Większy ruch polega na zamykaniu ulic na pojazdy, aby ludzie mieli więcej miejsca na spacery i ćwiczenia. Bogota, Kolumbia; Calgary, Kanada; Denver, Colorado; St Paul, Minnesota; Kolonia, Niemcy i inne miasta zablokowały odcinki dróg w ostatnich tygodniach. Piątek, Powiedział Oakland zamknie 10 procent swojej sieci ulicznej o wartości 74 mil ruchu pojazdów. Inni, jak Vancouver, uruchamiali samochody z dróg w parkach. Jednak zamykanie ulic wymaga zasobów, w tym materiałów wskazujących, że samochody nie są już mile widziane, a ludzie wymuszają nowy reżim.

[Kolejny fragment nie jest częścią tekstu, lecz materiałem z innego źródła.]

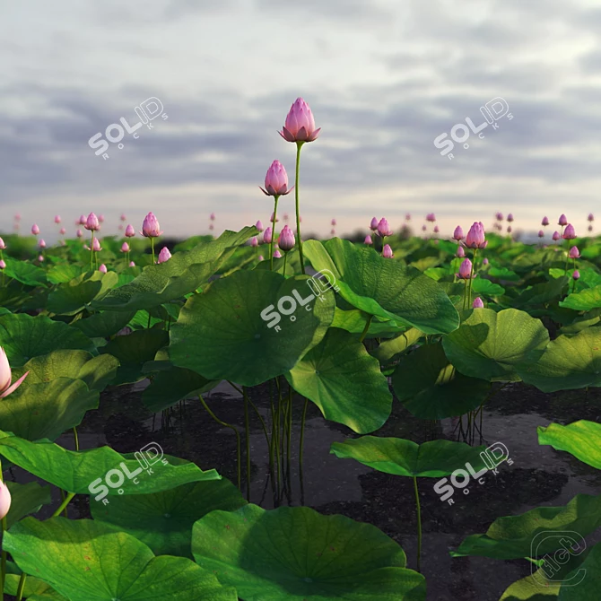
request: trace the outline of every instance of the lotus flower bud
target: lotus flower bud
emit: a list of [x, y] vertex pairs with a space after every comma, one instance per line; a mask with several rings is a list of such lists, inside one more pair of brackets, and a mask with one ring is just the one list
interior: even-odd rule
[[378, 223], [378, 235], [384, 238], [385, 236], [392, 236], [393, 231], [388, 225], [388, 221], [386, 217], [382, 217]]
[[474, 222], [466, 236], [466, 246], [468, 248], [485, 248], [488, 241], [484, 237], [484, 226], [482, 222]]
[[571, 223], [566, 225], [562, 238], [564, 240], [573, 240], [576, 238], [576, 231]]
[[286, 170], [279, 161], [274, 161], [265, 176], [265, 188], [259, 187], [267, 196], [280, 196], [292, 192], [294, 187], [288, 187]]
[[457, 277], [462, 280], [469, 280], [472, 276], [472, 262], [468, 258], [465, 258], [459, 266], [459, 273], [456, 274]]
[[162, 230], [159, 225], [159, 220], [152, 212], [144, 217], [144, 223], [142, 224], [142, 231], [140, 233], [146, 238], [158, 238], [162, 233]]
[[320, 131], [321, 127], [315, 128], [313, 113], [307, 102], [297, 98], [288, 111], [280, 135], [287, 142], [313, 142], [317, 140]]
[[85, 220], [85, 225], [83, 227], [86, 230], [96, 231], [100, 229], [100, 223], [98, 221], [98, 217], [93, 213], [91, 213]]
[[169, 248], [167, 247], [163, 247], [159, 253], [157, 263], [165, 263], [165, 261], [169, 261], [170, 258], [171, 253], [169, 251]]
[[277, 246], [284, 252], [288, 252], [294, 248], [295, 242], [294, 233], [287, 225], [284, 225], [277, 239]]

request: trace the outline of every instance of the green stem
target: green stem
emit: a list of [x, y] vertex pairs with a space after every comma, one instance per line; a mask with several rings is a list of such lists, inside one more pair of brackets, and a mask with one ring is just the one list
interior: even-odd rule
[[299, 241], [299, 258], [300, 259], [300, 269], [305, 274], [305, 261], [302, 257], [302, 239], [300, 238], [300, 212], [299, 209], [299, 170], [300, 166], [300, 148], [304, 142], [296, 143], [296, 174], [294, 178], [294, 200], [296, 202], [296, 233]]
[[421, 571], [422, 558], [422, 507], [420, 505], [420, 493], [417, 490], [417, 477], [414, 476], [414, 490], [415, 491], [415, 508], [417, 509], [417, 571]]

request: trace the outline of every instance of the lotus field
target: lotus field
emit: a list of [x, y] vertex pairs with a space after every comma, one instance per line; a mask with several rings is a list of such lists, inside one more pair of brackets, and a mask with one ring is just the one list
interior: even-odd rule
[[3, 234], [2, 598], [601, 598], [593, 215], [303, 238], [319, 133], [299, 99], [240, 231]]

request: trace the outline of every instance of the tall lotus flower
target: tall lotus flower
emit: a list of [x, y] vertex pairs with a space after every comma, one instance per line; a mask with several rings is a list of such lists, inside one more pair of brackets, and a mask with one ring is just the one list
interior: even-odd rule
[[277, 246], [284, 252], [288, 252], [294, 248], [294, 244], [296, 244], [294, 232], [287, 225], [284, 225], [277, 239]]
[[91, 231], [96, 231], [100, 229], [100, 223], [98, 221], [98, 217], [93, 213], [91, 213], [86, 218], [83, 227]]
[[12, 392], [14, 392], [27, 378], [29, 371], [19, 378], [14, 384], [11, 386], [11, 379], [13, 379], [13, 372], [8, 362], [8, 357], [4, 353], [4, 349], [0, 346], [0, 398], [8, 396]]
[[385, 236], [392, 236], [393, 231], [390, 226], [388, 225], [388, 220], [386, 217], [382, 217], [378, 223], [378, 235], [384, 238]]
[[573, 240], [574, 238], [576, 238], [576, 231], [571, 223], [568, 223], [568, 225], [565, 226], [563, 236], [562, 236], [562, 238], [563, 238], [564, 240]]
[[468, 258], [465, 258], [459, 266], [459, 273], [455, 274], [462, 280], [469, 280], [472, 277], [475, 277], [475, 275], [472, 275], [472, 262]]
[[463, 235], [463, 230], [461, 229], [460, 225], [457, 225], [455, 228], [455, 231], [453, 232], [453, 239], [456, 240], [462, 240], [465, 238]]
[[152, 214], [152, 212], [144, 217], [140, 233], [146, 238], [158, 238], [162, 233], [159, 220]]
[[292, 192], [292, 188], [288, 187], [288, 174], [279, 161], [271, 163], [265, 176], [265, 188], [259, 187], [267, 196], [281, 196]]
[[159, 253], [157, 263], [165, 263], [165, 261], [169, 261], [170, 258], [171, 253], [169, 251], [169, 248], [167, 247], [163, 247], [161, 248], [161, 252]]
[[319, 135], [321, 127], [315, 128], [315, 118], [307, 102], [297, 98], [286, 115], [286, 122], [280, 135], [286, 142], [313, 142]]
[[484, 236], [484, 226], [482, 222], [474, 222], [466, 236], [466, 246], [468, 248], [485, 248], [488, 245]]

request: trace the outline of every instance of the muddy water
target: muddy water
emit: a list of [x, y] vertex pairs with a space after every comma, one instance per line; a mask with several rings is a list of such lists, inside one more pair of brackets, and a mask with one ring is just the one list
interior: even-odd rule
[[[156, 441], [165, 453], [194, 461], [203, 469], [214, 467], [236, 482], [237, 447], [232, 431], [215, 423], [195, 399], [176, 406], [169, 422], [161, 422], [161, 414], [153, 415], [141, 404], [141, 393], [146, 385], [140, 382], [103, 393], [100, 409], [89, 412], [79, 428], [82, 449], [108, 444], [119, 452], [135, 452]], [[250, 398], [266, 420], [267, 387], [252, 389]], [[237, 426], [242, 433], [245, 491], [241, 399], [222, 383], [206, 400], [221, 420]], [[408, 567], [415, 569], [416, 514], [412, 481], [330, 455], [332, 442], [354, 435], [344, 426], [326, 422], [309, 404], [301, 485], [298, 466], [300, 399], [295, 399], [293, 406], [291, 491], [281, 501], [274, 498], [266, 443], [260, 422], [251, 412], [251, 501], [266, 509], [279, 502], [305, 504], [322, 513], [342, 513], [374, 524], [401, 544]], [[393, 414], [378, 435], [406, 438], [418, 443], [437, 438], [457, 440], [456, 421], [426, 422], [413, 418], [396, 401], [393, 406]], [[429, 600], [497, 601], [511, 582], [530, 573], [530, 563], [525, 560], [453, 559], [449, 549], [457, 547], [470, 534], [485, 532], [497, 517], [516, 515], [539, 505], [563, 505], [578, 493], [601, 493], [600, 471], [567, 453], [537, 443], [536, 426], [579, 419], [601, 422], [601, 393], [544, 395], [522, 384], [510, 385], [487, 405], [483, 443], [498, 440], [505, 444], [513, 465], [501, 464], [498, 475], [486, 475], [484, 483], [468, 485], [466, 495], [456, 492], [453, 505], [440, 501], [433, 491], [436, 479], [419, 480], [423, 528], [422, 571], [426, 577]], [[57, 442], [74, 448], [71, 434]], [[23, 481], [22, 475], [15, 473], [15, 476]], [[88, 499], [76, 497], [71, 512], [73, 517], [89, 517]], [[42, 517], [49, 513], [46, 510]], [[599, 539], [589, 536], [588, 542], [591, 544]]]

Przeczytaj całą historię tutaj…

Zapisz się!
Powiadamiaj o
gość

2 Komentarze
Starsze
Najnowszy Najczęściej zagłosowano
Informacje zwrotne w linii
Wyświetl wszystkie komentarze
John Dunlap

Jedyną rzeczą, której ci planiści nigdy nie biorą pod uwagę, są osoby starsze i niepełnosprawne, które są skutecznie wykluczone z obszarów tylko dla pieszych i dla których rowery i autobusy nie działają. Aby jechać autobusem, musisz być w stanie dojść do przystanku pieszo lub na rowerze. Kiedy pytam urzędników publicznych, którzy forsują te pomysły, jak poradzą sobie z tym problemem, nigdy nie mają odpowiedzi.